The camp closes not long after the girls’ disappearance. A decade and a half later, Emma is suddenly approached by the camp’s former director, Franny. Franny has plans to reopen the camp and asks Emma, now a moderately successful artist, to come and work for her, to teach the girls how to paint. Emma accepts the offer, but is weary at the same time. Does Franny have an ulterior motive? Will the girls ever be found?
The Last Time I Lied is a pretty solid thriller, if not entirely original. I liked the setting of summer camp, and to Sager’s credit, he seems fairly competent when it comes to writing that wiliest, trickiest of characters: the teenage girl. In his world, they are neither vicious harlots nor waif-like innocents; they fall somewhere in the middle, and there’s a spectrum. They’re not all great, but by and large it was refreshing to see an author who has at least a moderate understanding of teenagers beyond “they all suck”. Weirdly, the girls are the only ones with some personality; with everyone else he aims for enigmatic and ends up with bland.

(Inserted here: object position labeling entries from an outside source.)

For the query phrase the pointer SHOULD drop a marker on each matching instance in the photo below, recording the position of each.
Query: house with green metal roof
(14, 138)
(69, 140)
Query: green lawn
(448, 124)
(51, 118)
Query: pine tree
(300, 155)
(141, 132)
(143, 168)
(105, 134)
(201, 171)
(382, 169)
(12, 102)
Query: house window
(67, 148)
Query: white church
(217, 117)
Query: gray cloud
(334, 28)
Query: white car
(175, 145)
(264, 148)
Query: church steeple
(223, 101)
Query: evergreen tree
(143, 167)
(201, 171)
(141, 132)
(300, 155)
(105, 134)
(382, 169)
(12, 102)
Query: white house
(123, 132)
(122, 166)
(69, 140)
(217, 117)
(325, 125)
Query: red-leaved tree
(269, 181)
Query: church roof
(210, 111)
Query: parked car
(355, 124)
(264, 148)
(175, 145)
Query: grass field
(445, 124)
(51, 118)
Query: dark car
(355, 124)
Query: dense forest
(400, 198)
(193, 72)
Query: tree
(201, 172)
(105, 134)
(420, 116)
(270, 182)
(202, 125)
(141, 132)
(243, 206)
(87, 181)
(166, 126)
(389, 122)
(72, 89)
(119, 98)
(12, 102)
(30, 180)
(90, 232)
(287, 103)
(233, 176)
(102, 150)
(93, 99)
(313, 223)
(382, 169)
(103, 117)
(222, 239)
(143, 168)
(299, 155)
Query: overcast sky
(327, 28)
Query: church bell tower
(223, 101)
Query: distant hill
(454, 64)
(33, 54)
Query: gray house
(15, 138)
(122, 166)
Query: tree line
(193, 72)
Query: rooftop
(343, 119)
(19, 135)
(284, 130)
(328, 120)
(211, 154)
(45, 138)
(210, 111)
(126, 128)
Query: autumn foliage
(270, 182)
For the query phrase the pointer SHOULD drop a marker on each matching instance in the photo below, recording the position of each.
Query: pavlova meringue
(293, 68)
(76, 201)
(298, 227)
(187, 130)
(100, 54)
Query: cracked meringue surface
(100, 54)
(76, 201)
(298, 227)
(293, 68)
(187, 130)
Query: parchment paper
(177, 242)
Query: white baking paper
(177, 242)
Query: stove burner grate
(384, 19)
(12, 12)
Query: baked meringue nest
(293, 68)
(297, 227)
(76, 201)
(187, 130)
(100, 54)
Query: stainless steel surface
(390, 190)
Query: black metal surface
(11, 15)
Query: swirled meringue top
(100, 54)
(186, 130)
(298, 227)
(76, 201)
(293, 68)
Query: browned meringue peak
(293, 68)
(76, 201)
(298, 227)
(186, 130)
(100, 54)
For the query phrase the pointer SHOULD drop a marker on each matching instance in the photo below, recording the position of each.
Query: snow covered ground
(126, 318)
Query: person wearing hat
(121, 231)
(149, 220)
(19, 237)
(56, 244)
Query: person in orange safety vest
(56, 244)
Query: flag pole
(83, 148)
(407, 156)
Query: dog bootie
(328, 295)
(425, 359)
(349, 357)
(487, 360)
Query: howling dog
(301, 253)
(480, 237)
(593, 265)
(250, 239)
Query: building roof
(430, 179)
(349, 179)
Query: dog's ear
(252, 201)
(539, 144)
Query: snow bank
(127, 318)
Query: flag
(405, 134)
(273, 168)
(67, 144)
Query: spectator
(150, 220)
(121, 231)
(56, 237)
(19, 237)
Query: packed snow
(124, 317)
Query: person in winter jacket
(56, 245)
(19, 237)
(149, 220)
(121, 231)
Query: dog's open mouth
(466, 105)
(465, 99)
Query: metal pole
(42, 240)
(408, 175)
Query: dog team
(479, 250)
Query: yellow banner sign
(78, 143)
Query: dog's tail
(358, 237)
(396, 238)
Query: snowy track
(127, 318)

Emma, as a main character, is mostly annoying and a little flat, though she works well enough to keep the plot going forward. And while she frequently pissed me off, she thankfully doesn’t suffer from the hypercompetence syndrome that so many main characters in crime fiction seem to have, so that’s something. She has low self esteem, she frequently jumps to the wrong conclusion and she kind of sucks at sleuthing. That last part, admittedly, isn’t ideal in a thriller, but it makes for a nice change from the know-it-all detective who is ThE oNlY oNe who can solve the crime.

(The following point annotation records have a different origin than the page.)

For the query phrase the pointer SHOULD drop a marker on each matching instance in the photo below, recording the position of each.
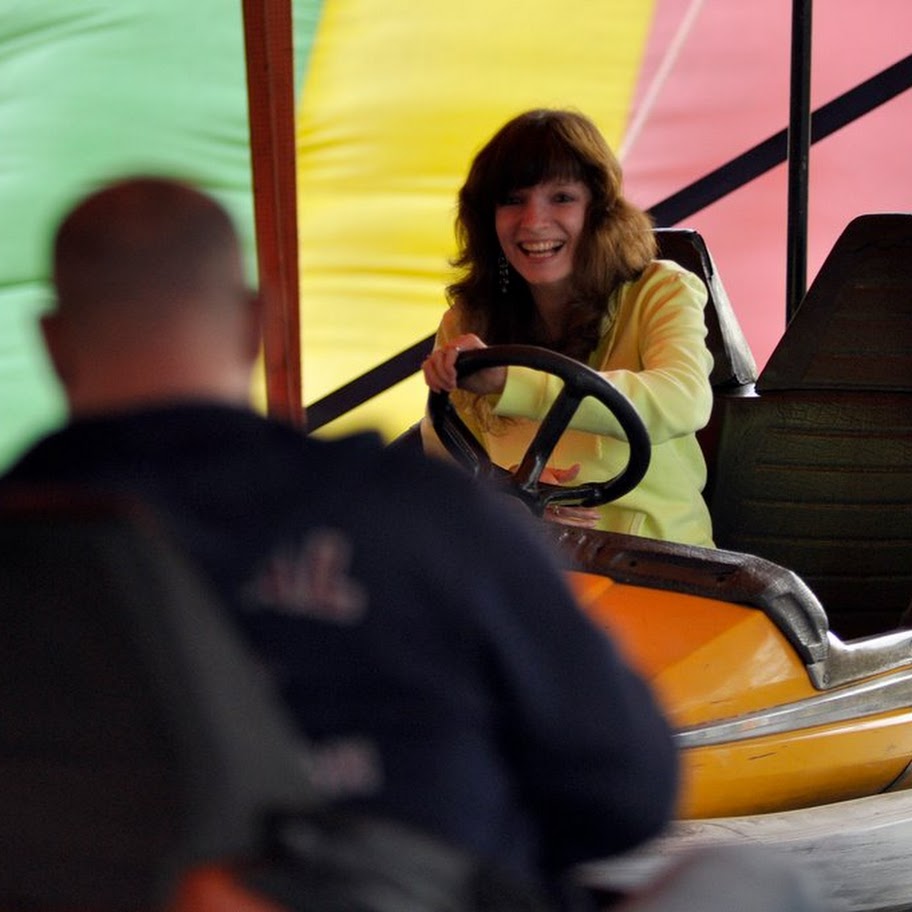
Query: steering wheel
(524, 482)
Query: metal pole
(799, 144)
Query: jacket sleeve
(661, 337)
(448, 329)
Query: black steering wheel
(580, 381)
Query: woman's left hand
(439, 369)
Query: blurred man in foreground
(421, 636)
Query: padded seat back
(137, 738)
(815, 472)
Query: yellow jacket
(653, 350)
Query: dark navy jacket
(420, 631)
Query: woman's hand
(582, 517)
(439, 369)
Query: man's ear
(54, 343)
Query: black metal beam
(799, 145)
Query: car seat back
(815, 471)
(137, 738)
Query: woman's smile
(538, 228)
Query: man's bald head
(151, 301)
(143, 239)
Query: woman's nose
(532, 214)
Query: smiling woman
(553, 254)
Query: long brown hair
(616, 245)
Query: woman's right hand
(439, 369)
(581, 517)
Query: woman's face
(539, 228)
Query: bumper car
(781, 658)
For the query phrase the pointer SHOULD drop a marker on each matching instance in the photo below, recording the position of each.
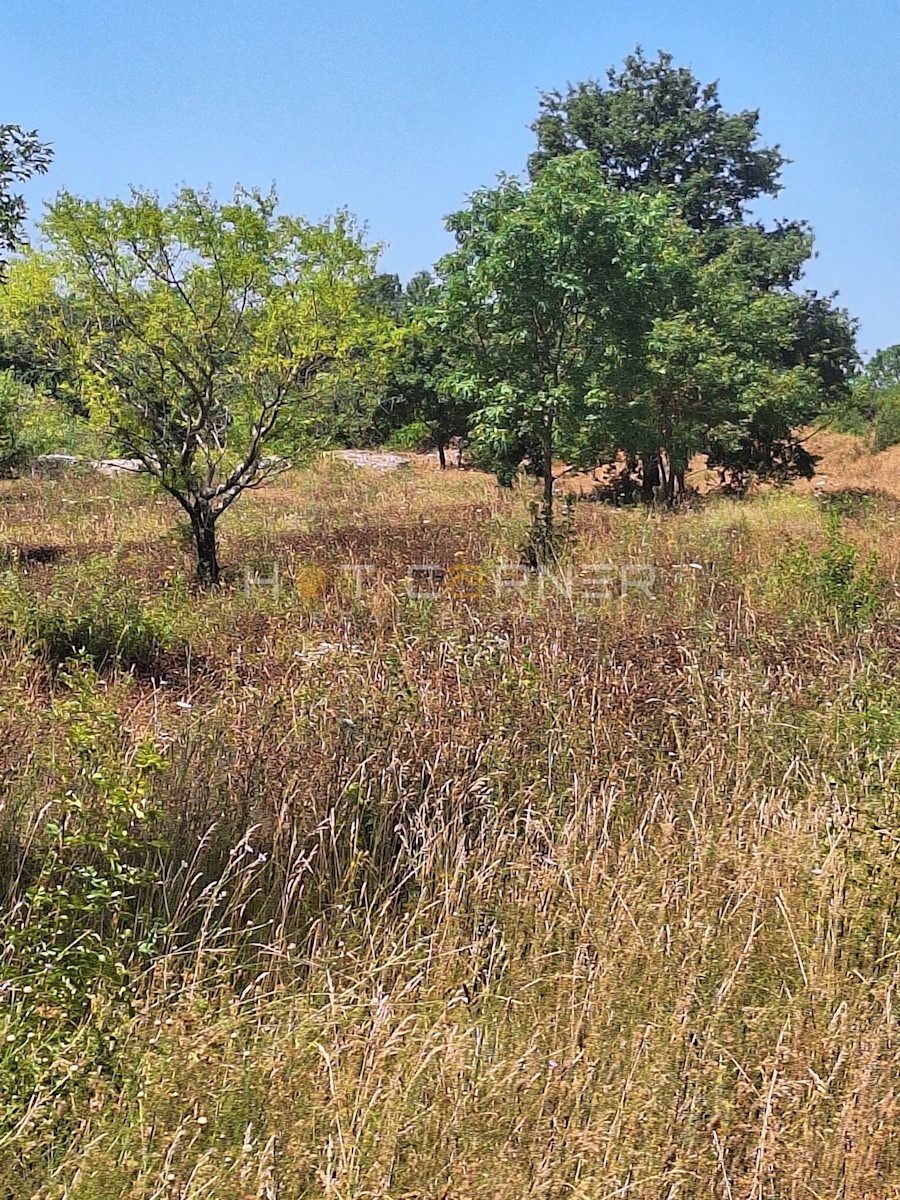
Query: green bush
(87, 616)
(832, 582)
(414, 438)
(77, 933)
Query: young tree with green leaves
(547, 303)
(196, 333)
(653, 127)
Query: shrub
(832, 581)
(87, 616)
(414, 437)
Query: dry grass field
(522, 889)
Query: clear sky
(399, 109)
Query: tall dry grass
(517, 894)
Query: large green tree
(197, 333)
(547, 303)
(22, 155)
(653, 127)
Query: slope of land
(323, 885)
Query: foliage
(882, 370)
(654, 126)
(76, 940)
(874, 407)
(833, 581)
(22, 155)
(87, 616)
(547, 300)
(11, 449)
(886, 432)
(198, 333)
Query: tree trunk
(203, 522)
(547, 508)
(649, 477)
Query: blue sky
(399, 109)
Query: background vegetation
(529, 883)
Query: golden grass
(499, 897)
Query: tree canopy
(196, 331)
(657, 126)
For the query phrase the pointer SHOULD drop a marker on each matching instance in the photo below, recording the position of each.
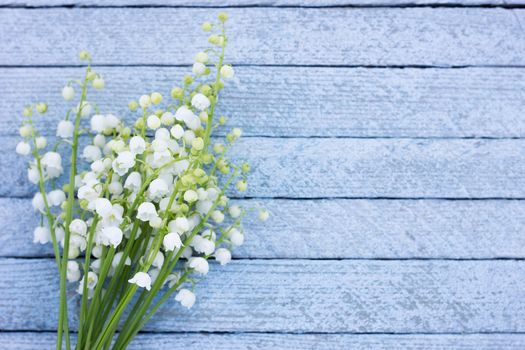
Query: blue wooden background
(386, 138)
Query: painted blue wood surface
(342, 228)
(275, 36)
(349, 160)
(270, 3)
(314, 296)
(271, 101)
(272, 341)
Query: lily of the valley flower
(141, 279)
(186, 298)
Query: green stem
(69, 215)
(162, 276)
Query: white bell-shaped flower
(200, 265)
(52, 164)
(186, 298)
(65, 129)
(137, 145)
(200, 101)
(146, 212)
(172, 241)
(223, 256)
(141, 279)
(133, 181)
(78, 227)
(111, 235)
(56, 197)
(73, 271)
(124, 161)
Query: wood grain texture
(329, 36)
(192, 341)
(330, 296)
(363, 229)
(271, 101)
(270, 3)
(371, 168)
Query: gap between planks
(450, 4)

Some of the aspects of the book work less well than others – a vague ‘haunted forest’ plotline that we really didn’t need, and the characters could do with a bit of depth – but it did keep me guessing. The final resolution is one that I didn’t see coming and stops just shy of being too outrageous. The ending is predictable, but sweet, and a bit of predictability can be nice and soothing sometimes, so I didn’t mind.
I must admit that I wasn’t too optimistic starting this one, and that was unnecessary. I’m not going to run to the library for my next Sager book, but I’ll definitely give him another go at some point.